Et vous, quels sont vos "tue-la-lecture"?
30 décembre 2008
Plaisir des uns, corvée des autres
C'est une réalité même si, pour moi, cela frôle l'inconcevable: pour certains, lire s'apparente à une... corvée. Pas plus tard qu'hier, embourbée dans une véritable marée humaine à la caisse d'un grand magasin (vive les fêtes!), je suivais d'une oreille distraite la conversation d'un groupe de jeunes (qui avaient sans doute à peine 4 ou 5 ans de moins que moi).

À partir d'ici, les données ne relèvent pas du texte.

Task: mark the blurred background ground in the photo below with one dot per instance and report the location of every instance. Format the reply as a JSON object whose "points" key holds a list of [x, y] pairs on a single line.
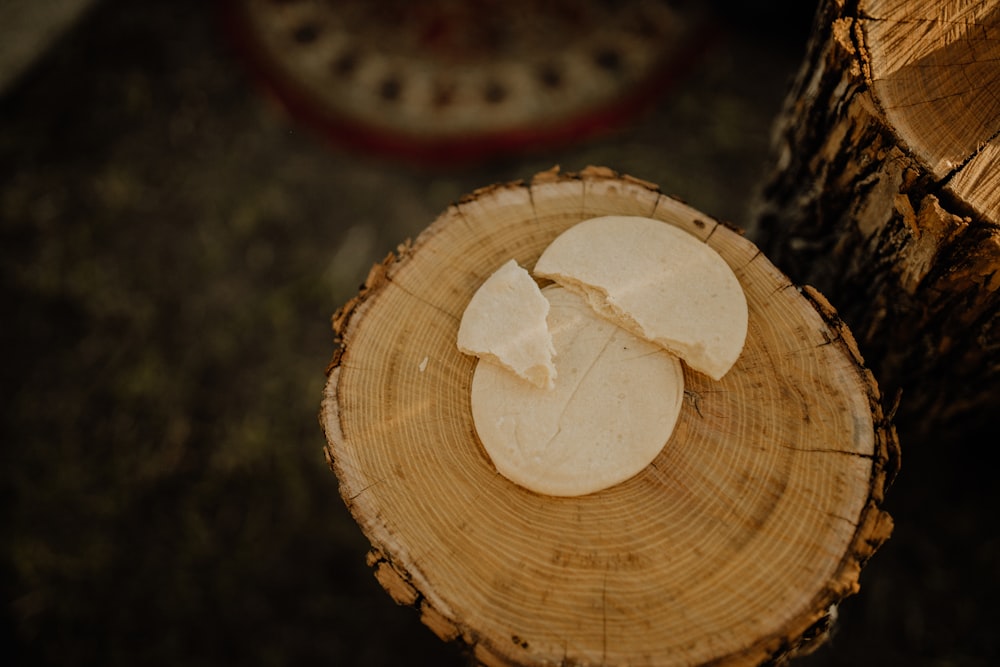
{"points": [[172, 246]]}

- Où il est Simon (nom d'emprunt)?
- Il arrive, il avait oublié de prendre un livre.
- *exclamations de stupeurs* Un livre??????
- *rire* Pas pour lui évidemment, pour sa copine!

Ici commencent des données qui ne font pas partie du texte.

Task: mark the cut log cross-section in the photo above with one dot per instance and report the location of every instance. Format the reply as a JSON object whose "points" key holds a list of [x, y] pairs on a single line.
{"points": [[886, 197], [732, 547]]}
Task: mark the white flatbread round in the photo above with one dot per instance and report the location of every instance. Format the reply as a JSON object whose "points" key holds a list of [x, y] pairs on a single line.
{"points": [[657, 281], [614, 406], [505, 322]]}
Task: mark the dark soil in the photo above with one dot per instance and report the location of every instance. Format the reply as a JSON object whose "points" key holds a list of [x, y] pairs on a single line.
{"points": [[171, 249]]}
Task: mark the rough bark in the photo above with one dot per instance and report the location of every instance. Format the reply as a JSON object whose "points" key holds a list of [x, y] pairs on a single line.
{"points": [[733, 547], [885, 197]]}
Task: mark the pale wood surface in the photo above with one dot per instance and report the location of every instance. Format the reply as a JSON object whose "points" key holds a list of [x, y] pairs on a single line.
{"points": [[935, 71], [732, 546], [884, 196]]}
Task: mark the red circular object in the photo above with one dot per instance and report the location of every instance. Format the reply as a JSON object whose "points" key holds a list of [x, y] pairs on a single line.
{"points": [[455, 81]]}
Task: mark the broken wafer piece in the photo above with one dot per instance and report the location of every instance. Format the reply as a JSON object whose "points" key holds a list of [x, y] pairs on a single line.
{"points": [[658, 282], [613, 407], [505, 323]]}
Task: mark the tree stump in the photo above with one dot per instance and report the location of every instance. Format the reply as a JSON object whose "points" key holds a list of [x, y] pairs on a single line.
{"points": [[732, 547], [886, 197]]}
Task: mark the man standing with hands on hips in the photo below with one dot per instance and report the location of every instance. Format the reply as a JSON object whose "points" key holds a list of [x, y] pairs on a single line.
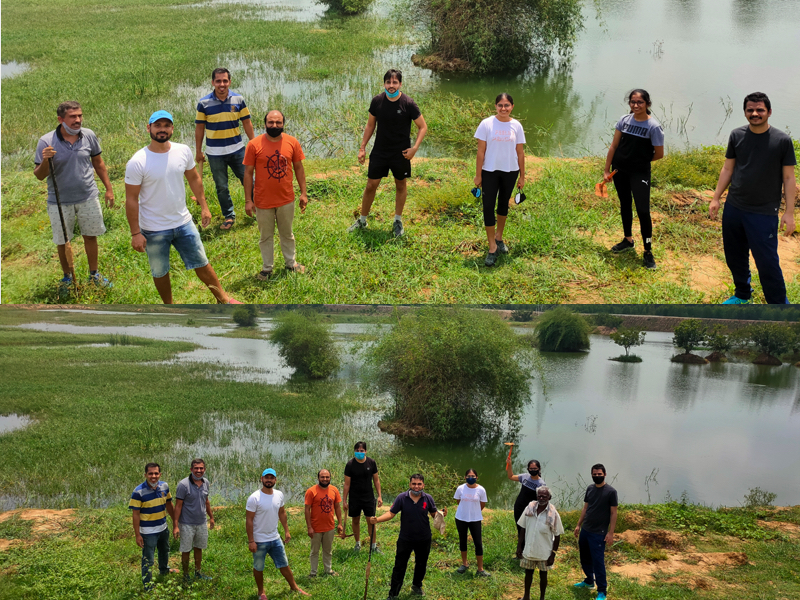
{"points": [[596, 529]]}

Revient le Simon en question avec un livre d'environ 300 pages.
- Waa ça existe des livres si gros? Je pourrais jamais lire ça de ma vie, même si on me payait! Comment elle fait ta copine?
Cet échange surpris au passage, alors que j'attendais mon tour à la caisse avec une brique de 700 pages à la main, m'a brusquement ramenée à la réalité. Eh oui, pour certains, lire reste une corvée, un travail d'école. Loin de les blâmer, j'éprouve une sorte de déception pour ces gens qui ne connaîtront peut-être jamais le plaisir de découvrir un livre inoubliable, une histoire qui permet de s'évader du quotidien. Je trouve ça dommage et même triste que le livre garde, aux yeux de certains, l'image d'un instrument de travail.
En tout cas, moi, je ne pourrais jamais cesser de lire, même si on me payait!
15 décembre 2008
Le livre idéal...
Dans le questionnaire "Autoportrait d'une lectrice", que j'ai rempli il y a quelques jours, il y avait cette question: "Quel serait pour vous le livre idéal?"
En réfléchissant un peu à la question, je me suis rendue compte que mon livre idéal, c'était "L'histoire sans fin"; pas le roman de Michaël Ende mais le livre merveilleux dont il est question dans cette histoire.
Imaginez un roman dont vous puissiez influencer le cours, des personnages avec lesquels vous puissiez interagir, une aventure à laquelle vous participeriez! Pour moi, ce serait le rêve absolu!
J'irais même plus loin... Je crois que le film tiré de "L'histoire sans fin" a joué un rôle dans le développement de ma passion pour la lecture. Il a créé en moi une image idéale de la lecture... Quelque part, j'ai toujours voulu croire qu'un tel livre m'attendait quelque part. Lorsque je me plonge dans une histoire qui me passionne, je me surprends à reproduire les gestes de Bastien: alors que les personnages mangent, j'aime manger également. Quand ils ont faim, j'ai faim aussi...
Et dire que je n'ai jamais lu "L'histoire sans fin"; j'ai seulement vu le film (qui a mal vieilli soit dit en passant!)! Un comble! Je m'occuperai de le résoudre au plus vite!
Et vous, avez-vous été marqué par un livre ou une histoire qui a conditionné tout votre rapport aux livres?
Raaah Falcor! J'ai toujours rêvé d'avoir un dragon porte-bonheur!